Maybe his supporters are right. Maybe Smoltz was doing something on February 3, 1997 other than brutally choking another human being to death mere yards from oblivious diners enjoying a generous serving of mozzarella sticks. Maybe, as over 18,000 murders occurred in the United States in 1997, Smoltz merely looked the other way and relieved his curiosity about the fragility of the human condition in other ways. But where was he, one of the most prominent pitchers in baseball, in protesting these thousands of killings. Smoltz never did a thing to stop a single murder in 1997, even if we suspend credulity and agree that he may not have been involved in one?
To date, Smoltz has not even addressed the accusations that he carefully placed an “Out of Order” sign on the mens restroom at the Smyrna Applebees so that he would not be interrupted as he strangled a complete stranger until he could no longer breathe. Like most of the other murderers of the era, he has chosen to stay silent on the matter. Where is the accountability from a professional athlete who says that these suspicions are “baseless” and “silly?”
I don’t care how many times you tell me that no one saw John Smoltz at the Smyrna Applebees on February 3, 1997, or that fibers from the floor of the bathroom matched clothing found in the home of an area serial killer. This isn’t a court of law, this is a Hall of Fame ballot, and my standard of evidence is a bit lighter than the burden of the state to convict.

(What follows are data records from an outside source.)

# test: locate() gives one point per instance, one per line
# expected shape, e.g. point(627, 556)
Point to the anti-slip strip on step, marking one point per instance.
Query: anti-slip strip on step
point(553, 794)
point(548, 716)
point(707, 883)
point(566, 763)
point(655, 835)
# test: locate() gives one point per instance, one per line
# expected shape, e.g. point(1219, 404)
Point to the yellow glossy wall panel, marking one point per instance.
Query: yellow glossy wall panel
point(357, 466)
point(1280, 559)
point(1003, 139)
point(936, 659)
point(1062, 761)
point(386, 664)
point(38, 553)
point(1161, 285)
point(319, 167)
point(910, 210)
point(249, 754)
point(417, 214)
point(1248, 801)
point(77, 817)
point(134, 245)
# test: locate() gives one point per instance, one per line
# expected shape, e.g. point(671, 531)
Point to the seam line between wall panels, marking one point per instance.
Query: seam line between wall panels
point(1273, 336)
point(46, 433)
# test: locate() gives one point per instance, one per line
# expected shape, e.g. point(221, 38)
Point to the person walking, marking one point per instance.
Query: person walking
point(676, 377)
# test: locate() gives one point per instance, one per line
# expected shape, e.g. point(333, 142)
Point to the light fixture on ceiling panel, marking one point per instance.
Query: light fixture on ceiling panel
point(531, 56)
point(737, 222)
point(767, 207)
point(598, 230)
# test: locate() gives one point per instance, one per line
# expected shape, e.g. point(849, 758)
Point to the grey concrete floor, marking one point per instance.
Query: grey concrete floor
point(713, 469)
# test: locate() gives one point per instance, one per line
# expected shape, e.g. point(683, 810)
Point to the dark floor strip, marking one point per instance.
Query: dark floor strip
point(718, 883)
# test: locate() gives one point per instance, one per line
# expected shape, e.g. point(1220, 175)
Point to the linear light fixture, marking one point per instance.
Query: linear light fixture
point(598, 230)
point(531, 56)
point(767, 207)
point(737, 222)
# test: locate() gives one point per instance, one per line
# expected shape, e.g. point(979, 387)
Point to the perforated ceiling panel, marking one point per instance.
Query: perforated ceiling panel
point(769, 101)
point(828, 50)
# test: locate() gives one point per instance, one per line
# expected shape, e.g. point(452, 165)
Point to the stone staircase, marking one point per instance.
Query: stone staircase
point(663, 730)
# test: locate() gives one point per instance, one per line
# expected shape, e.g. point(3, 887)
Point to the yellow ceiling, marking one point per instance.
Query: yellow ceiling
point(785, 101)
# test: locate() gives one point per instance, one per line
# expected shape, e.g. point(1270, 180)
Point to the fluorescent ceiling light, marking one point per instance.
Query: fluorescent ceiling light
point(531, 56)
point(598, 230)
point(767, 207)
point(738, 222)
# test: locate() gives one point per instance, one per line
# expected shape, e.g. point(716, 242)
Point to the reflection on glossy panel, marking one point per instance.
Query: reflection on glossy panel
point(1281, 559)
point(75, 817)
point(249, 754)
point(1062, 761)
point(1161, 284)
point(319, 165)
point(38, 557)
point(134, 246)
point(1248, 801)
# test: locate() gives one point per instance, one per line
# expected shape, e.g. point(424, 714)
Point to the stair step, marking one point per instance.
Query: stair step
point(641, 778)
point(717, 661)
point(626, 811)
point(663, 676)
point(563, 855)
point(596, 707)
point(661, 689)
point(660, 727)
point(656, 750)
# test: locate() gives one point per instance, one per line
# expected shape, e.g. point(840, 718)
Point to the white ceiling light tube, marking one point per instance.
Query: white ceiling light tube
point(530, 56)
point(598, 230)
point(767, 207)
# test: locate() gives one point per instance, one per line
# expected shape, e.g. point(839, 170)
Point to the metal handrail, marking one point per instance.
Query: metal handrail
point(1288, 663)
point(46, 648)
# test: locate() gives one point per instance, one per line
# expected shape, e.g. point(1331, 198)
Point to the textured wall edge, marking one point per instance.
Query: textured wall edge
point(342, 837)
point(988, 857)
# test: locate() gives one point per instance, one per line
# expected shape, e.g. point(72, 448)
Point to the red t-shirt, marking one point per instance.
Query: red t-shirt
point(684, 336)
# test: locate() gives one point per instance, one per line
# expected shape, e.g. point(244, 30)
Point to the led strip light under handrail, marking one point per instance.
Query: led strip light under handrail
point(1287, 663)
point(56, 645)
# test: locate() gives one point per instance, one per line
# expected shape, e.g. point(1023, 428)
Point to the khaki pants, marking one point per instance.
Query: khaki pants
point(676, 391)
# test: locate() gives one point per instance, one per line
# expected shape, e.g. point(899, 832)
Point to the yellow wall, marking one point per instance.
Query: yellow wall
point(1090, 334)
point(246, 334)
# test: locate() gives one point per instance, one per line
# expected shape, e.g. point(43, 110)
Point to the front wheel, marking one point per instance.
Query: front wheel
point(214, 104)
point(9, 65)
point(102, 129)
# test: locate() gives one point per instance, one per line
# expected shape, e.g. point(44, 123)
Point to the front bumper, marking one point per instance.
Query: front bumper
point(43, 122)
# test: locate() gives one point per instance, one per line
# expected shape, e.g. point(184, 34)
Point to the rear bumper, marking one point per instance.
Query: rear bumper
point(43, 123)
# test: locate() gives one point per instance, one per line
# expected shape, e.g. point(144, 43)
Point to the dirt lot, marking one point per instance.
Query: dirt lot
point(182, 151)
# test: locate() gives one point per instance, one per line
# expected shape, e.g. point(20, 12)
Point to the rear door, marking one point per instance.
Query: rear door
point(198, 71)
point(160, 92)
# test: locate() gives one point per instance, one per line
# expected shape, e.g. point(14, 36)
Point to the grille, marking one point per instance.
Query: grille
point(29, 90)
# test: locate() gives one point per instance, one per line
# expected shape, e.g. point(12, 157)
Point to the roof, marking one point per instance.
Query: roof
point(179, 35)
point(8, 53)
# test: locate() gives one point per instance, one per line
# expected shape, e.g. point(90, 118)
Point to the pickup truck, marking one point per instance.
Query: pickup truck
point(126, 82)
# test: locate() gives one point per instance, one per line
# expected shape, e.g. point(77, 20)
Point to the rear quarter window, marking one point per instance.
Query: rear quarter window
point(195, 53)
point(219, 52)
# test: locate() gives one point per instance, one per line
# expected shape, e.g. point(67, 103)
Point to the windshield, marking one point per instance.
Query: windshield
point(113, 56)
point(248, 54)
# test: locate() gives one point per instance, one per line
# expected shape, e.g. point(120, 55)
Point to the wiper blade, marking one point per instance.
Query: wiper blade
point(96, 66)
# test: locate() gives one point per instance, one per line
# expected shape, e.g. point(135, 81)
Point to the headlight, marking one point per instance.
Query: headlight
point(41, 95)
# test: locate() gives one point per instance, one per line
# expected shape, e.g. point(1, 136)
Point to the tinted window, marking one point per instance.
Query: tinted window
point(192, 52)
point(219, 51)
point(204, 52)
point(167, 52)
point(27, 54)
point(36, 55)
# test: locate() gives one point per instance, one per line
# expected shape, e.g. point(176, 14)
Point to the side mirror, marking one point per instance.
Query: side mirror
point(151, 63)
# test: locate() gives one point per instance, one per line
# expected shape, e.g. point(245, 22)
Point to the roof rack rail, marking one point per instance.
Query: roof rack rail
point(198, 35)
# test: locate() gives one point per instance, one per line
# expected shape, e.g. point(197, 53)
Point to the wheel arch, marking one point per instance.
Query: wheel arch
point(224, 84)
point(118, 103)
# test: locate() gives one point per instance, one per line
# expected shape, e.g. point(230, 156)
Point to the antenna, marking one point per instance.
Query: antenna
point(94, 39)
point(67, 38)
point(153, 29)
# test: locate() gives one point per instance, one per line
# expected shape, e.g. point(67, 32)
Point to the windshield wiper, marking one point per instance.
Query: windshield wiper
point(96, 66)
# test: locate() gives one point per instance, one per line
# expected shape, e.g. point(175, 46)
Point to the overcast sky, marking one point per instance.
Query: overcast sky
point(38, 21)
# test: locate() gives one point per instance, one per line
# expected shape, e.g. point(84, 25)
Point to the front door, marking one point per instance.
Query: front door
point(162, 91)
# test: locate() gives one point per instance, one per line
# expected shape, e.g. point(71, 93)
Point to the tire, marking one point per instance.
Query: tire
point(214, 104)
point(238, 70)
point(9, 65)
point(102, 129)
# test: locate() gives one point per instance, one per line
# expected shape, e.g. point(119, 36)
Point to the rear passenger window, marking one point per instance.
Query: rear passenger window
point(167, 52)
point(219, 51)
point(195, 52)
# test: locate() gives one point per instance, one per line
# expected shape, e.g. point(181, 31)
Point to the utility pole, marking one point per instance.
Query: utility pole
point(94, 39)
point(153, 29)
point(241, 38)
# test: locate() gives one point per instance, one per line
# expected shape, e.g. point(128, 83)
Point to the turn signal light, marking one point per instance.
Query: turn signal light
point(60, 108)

Sure, Smoltz has a good case if you just look at the stats. But voters have a right–no, a responsibility–to consider the possibility that he used his greater size and physical ability to commit the most brutal of crimes.
Did John Smoltz murder a drifter in the bathroom of an Applebees on Feburary 3, 1997? I don’t know. But can I ignore the suspicion? Can I fail to weigh it against his MLB career? No, that would be a disservice to the Hall of Fame and I will have no part in that.